Wednesday, June 18, 2008

Baby, there's a full moon tonight

It's a good day for howling at the moon.

Many thanks to peachesandplums for pointing me to The Daily Coyote in the first place.

Friday, June 13, 2008

Start pedaling

You've gotta love a documentary that opens with: "Oil is the excrement of the devil."

Take a look at "A Crude Awakening: The Oil Crash." Its basic message: We're screwed.

Fodder for bleak fiction, no doubt. But crikey, what are we doing to ourselves?

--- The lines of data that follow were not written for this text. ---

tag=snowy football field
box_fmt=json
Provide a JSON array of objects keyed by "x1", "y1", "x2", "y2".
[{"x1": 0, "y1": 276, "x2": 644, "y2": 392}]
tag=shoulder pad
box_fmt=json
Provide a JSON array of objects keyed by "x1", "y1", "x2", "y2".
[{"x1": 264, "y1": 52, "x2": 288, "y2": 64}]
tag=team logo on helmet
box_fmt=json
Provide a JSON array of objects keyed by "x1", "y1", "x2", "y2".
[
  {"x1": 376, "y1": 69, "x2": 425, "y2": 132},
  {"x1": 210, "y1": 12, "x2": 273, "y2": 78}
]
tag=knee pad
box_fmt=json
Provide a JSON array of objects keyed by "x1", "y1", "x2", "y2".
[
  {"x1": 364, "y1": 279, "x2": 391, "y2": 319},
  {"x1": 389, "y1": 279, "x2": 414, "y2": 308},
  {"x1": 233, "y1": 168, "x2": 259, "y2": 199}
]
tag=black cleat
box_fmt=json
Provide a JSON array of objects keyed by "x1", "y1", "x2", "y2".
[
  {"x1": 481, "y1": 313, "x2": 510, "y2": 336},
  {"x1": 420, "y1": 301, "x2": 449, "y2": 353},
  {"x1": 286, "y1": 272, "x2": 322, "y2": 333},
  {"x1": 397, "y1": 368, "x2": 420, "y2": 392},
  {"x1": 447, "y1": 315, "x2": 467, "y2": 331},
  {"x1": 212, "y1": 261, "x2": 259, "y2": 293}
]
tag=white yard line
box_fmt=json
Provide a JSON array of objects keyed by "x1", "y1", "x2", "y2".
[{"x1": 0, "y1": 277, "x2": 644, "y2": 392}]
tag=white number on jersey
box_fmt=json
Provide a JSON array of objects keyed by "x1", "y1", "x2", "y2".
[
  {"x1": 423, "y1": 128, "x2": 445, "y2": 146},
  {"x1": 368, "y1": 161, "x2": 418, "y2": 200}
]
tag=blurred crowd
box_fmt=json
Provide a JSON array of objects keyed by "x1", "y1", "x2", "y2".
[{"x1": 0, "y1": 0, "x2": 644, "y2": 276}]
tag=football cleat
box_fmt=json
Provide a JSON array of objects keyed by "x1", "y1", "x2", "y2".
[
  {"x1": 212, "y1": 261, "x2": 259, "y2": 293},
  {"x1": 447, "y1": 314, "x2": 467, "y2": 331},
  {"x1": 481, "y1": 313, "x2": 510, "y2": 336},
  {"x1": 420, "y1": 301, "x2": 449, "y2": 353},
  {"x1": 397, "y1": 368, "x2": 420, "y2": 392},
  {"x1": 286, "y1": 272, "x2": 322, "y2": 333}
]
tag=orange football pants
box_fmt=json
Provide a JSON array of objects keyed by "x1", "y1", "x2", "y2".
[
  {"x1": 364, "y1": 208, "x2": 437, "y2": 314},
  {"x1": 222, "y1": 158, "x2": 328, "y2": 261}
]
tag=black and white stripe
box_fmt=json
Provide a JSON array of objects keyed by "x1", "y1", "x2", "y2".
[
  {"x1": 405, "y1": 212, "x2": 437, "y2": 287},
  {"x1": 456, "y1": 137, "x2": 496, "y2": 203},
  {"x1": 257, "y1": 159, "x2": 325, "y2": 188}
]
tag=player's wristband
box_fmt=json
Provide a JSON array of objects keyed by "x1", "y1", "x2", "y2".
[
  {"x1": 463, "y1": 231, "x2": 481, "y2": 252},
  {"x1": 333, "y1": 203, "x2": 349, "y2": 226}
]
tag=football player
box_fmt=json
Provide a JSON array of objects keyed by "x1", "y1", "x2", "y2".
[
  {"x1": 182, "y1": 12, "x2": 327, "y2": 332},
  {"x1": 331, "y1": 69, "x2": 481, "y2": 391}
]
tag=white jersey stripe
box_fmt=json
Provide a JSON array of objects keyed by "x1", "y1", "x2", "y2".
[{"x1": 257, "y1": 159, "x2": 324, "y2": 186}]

The quote above, incidentally, comes from Perez Alfonso, founder of OPEC.

Wednesday, June 11, 2008

The caribou are missing

The other day I watched "Into the Wild," which is about a man who disappeared on purpose and trekked to Alaska, where he lived in an abandoned bus. (Vague spoiler coming later.) In one brief scene, he watched a small herd of caribou walking through the snow and it brought huge tears to his eyes...

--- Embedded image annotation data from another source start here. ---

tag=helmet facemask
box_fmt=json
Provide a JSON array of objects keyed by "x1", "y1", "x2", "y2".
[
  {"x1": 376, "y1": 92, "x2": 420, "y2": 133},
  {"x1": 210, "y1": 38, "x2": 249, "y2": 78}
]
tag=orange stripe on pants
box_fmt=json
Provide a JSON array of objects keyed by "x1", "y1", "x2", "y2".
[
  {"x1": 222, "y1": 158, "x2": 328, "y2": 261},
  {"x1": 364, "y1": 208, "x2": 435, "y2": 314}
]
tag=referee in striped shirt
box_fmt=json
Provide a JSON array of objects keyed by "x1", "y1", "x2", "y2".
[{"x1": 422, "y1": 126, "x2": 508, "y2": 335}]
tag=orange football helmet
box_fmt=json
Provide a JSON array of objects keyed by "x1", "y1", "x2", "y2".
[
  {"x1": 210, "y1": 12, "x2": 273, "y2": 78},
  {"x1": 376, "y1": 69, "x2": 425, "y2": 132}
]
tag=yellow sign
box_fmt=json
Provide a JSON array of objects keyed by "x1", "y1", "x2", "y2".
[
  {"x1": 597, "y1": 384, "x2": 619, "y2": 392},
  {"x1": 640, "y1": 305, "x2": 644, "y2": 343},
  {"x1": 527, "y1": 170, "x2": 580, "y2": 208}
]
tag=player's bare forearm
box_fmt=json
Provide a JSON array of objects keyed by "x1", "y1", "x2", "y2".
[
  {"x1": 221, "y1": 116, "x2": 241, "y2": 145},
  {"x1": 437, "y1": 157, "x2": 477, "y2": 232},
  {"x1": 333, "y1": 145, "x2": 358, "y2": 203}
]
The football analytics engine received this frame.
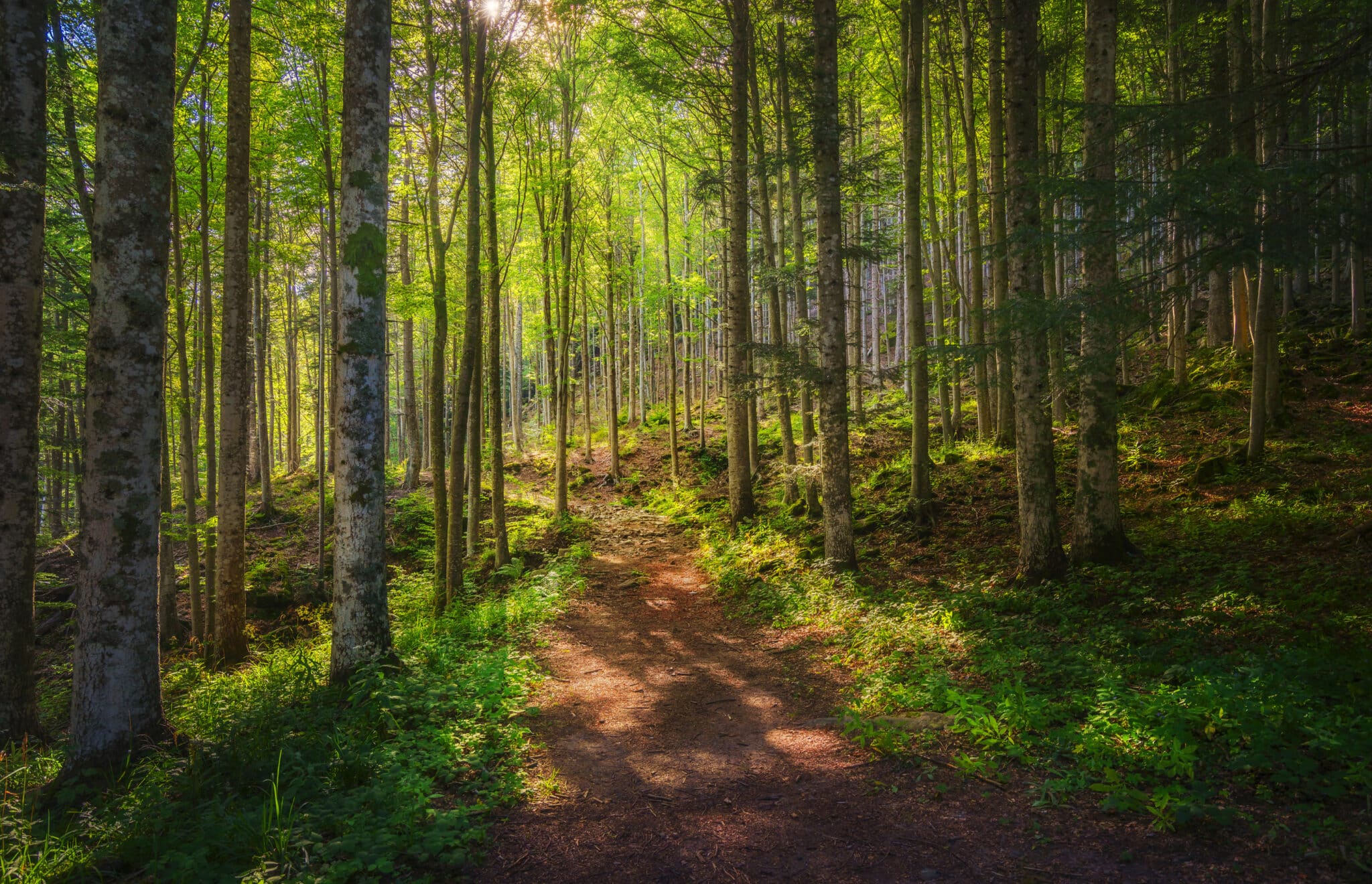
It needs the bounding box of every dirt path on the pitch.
[476,504,1295,881]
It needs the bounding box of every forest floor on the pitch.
[0,329,1372,884]
[476,477,1336,881]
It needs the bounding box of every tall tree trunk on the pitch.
[958,0,995,441]
[927,29,953,449]
[987,0,1016,448]
[1225,0,1258,354]
[446,3,486,601]
[199,71,220,639]
[66,0,176,773]
[254,188,273,514]
[285,269,301,473]
[485,86,517,567]
[900,0,935,525]
[812,0,858,569]
[1006,0,1067,583]
[746,47,800,506]
[401,195,424,491]
[657,145,681,482]
[214,0,253,664]
[605,198,620,485]
[1168,0,1190,386]
[0,3,46,745]
[1071,0,1129,563]
[158,402,181,648]
[172,189,204,642]
[424,0,449,613]
[727,0,762,528]
[330,0,391,682]
[1247,0,1280,463]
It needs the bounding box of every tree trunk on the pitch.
[172,189,206,642]
[1247,0,1280,463]
[727,0,762,529]
[199,71,220,639]
[0,3,46,745]
[605,198,619,485]
[401,192,424,491]
[66,0,176,773]
[424,0,449,613]
[659,145,681,482]
[900,0,935,525]
[494,88,523,567]
[813,0,858,569]
[254,181,273,515]
[907,33,953,449]
[1071,0,1129,563]
[958,0,995,441]
[158,402,181,648]
[748,52,800,506]
[330,0,391,684]
[553,56,573,517]
[1006,0,1067,583]
[987,0,1016,448]
[1225,0,1257,354]
[214,0,253,664]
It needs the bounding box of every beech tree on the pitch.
[1071,0,1127,563]
[1006,0,1067,581]
[0,3,48,745]
[330,0,391,681]
[214,0,253,664]
[812,0,858,569]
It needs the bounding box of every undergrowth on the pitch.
[0,548,589,881]
[648,334,1372,872]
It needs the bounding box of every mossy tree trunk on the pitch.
[330,0,391,682]
[214,0,253,664]
[66,0,176,773]
[1071,0,1127,563]
[1006,0,1067,583]
[812,0,858,569]
[0,3,48,745]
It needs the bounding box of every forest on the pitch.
[0,0,1372,884]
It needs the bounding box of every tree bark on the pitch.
[424,0,449,613]
[401,196,424,491]
[1247,0,1280,463]
[330,0,391,682]
[0,3,48,745]
[253,181,273,515]
[199,71,220,639]
[1071,0,1129,565]
[482,89,517,567]
[923,32,953,449]
[172,188,204,642]
[958,0,995,441]
[987,0,1016,448]
[1006,0,1067,583]
[445,3,486,601]
[776,17,819,517]
[66,0,176,774]
[752,46,800,506]
[812,0,858,570]
[727,0,757,529]
[900,0,935,525]
[214,0,253,664]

I told a friend at work last night: I can't remember the last time I felt that way. My caribou are missing. Or have run away. Or have been made into sausage.

I just completed the first semester of my MFA program, and I thought I'd be happy, or relieved, or celebrating. I'm just tired. Much of this is compounded by continuing impossibleness at work and trying to balance the two. Some days the idea of disappearing on purpose, trekking to Alaska and living in an abandoned bus has its appeal (aside from the unfortunate conclusion).

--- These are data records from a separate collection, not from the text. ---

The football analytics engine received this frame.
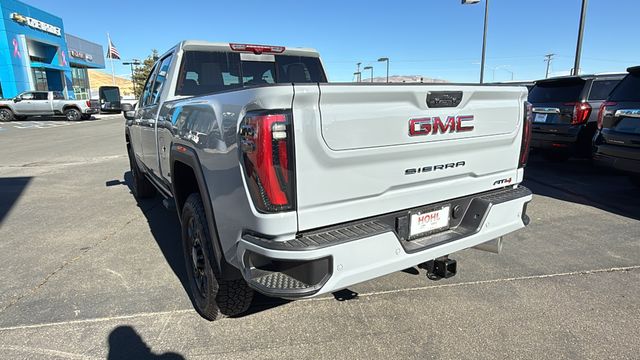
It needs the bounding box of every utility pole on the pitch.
[572,0,588,75]
[544,54,556,79]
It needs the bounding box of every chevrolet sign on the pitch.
[69,49,93,61]
[11,13,62,36]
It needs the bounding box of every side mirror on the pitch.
[121,103,136,120]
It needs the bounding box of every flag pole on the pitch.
[107,33,116,86]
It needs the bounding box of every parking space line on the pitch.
[304,265,640,300]
[0,309,197,331]
[0,265,640,332]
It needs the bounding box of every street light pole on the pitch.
[378,58,389,84]
[462,0,489,84]
[480,0,489,84]
[363,66,373,82]
[573,0,588,75]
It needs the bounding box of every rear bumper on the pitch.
[531,124,595,152]
[237,186,532,298]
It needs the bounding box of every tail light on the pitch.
[239,112,295,213]
[518,101,533,168]
[598,101,618,129]
[564,102,591,125]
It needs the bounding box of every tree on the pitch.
[131,49,159,99]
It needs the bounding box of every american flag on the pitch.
[107,39,120,60]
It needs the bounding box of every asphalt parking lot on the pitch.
[0,115,640,359]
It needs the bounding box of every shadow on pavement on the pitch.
[0,177,32,224]
[107,326,185,360]
[524,155,640,220]
[110,171,290,318]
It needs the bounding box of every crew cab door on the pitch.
[140,54,173,175]
[129,64,158,166]
[32,91,53,115]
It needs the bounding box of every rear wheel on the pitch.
[64,108,82,121]
[129,148,156,199]
[0,108,13,121]
[182,193,253,320]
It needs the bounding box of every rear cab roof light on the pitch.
[229,44,285,55]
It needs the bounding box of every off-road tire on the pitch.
[181,193,253,321]
[64,108,82,121]
[129,148,156,199]
[0,108,14,122]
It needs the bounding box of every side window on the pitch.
[589,80,620,100]
[149,55,173,105]
[176,51,242,96]
[33,92,49,100]
[20,93,33,100]
[140,64,158,107]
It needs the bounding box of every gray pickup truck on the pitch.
[123,41,532,320]
[0,91,100,121]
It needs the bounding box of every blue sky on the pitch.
[24,0,640,82]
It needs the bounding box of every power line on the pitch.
[544,54,556,79]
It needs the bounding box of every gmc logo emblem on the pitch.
[409,115,474,136]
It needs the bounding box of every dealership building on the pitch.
[0,0,104,99]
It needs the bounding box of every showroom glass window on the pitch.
[33,69,49,91]
[71,67,90,100]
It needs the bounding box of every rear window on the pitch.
[529,79,585,103]
[589,79,620,100]
[176,51,327,95]
[609,73,640,102]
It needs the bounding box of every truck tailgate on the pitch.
[293,84,527,230]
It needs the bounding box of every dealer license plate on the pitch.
[409,205,451,237]
[533,114,548,122]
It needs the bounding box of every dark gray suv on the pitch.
[593,66,640,186]
[529,74,625,160]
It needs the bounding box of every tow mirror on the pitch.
[122,103,136,120]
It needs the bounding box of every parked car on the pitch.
[593,66,640,186]
[0,91,99,121]
[529,74,624,160]
[124,41,532,320]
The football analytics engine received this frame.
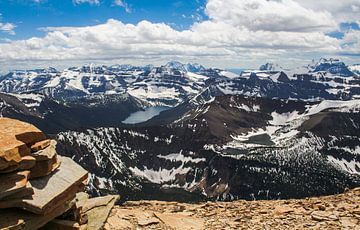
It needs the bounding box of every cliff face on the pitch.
[105,188,360,230]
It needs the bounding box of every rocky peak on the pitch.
[0,118,119,230]
[105,188,360,230]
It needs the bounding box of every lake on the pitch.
[122,106,171,124]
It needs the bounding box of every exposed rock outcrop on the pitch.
[0,118,119,230]
[105,188,360,230]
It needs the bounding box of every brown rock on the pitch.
[30,140,61,178]
[41,219,81,230]
[0,182,34,209]
[311,211,339,221]
[82,196,119,230]
[31,139,51,152]
[30,155,61,179]
[274,206,294,215]
[0,118,45,146]
[0,118,45,163]
[0,156,36,174]
[0,171,30,200]
[4,157,88,215]
[155,213,204,230]
[0,196,75,230]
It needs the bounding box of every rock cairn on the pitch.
[105,188,360,230]
[0,118,119,230]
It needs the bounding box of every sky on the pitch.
[0,0,360,71]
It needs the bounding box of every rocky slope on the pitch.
[57,95,360,200]
[105,188,360,230]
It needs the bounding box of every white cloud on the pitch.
[73,0,100,5]
[0,0,360,70]
[0,22,16,35]
[296,0,360,23]
[114,0,131,13]
[206,0,336,32]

Alaska or no, the caribou must out there somewhere.

Sunday, June 8, 2008

From the archives

A Costa Rican memory. Note the barely visible hummingbird to the left.

Friday, June 6, 2008

Semi stupid



Heh, heh, heh. Sure, here you go, you almost-handsome charmer, you.

Keep your eyes on the damned road, Mr. Driver of a 60-ton vehicle. Thank you.

Words I Made Up While Doing Schoolwork In A Hurry #7

Tell me, where is "Untopia," and why is it called that?

Monday, June 2, 2008

Words I Made Up While Doing Schoolwork In A Hurry #6

Someone give me the definition for "dring."

C'mon, you. Give it a whirl.

Sunday, June 1, 2008

Jurassic House

It's not a purple house, but it merits an equivalency rating. It's got dinosaur murals painted on two sides and several hedges clipped into small yardasauruses. Found it at the corner of Whistling and Churn Creek in Redding.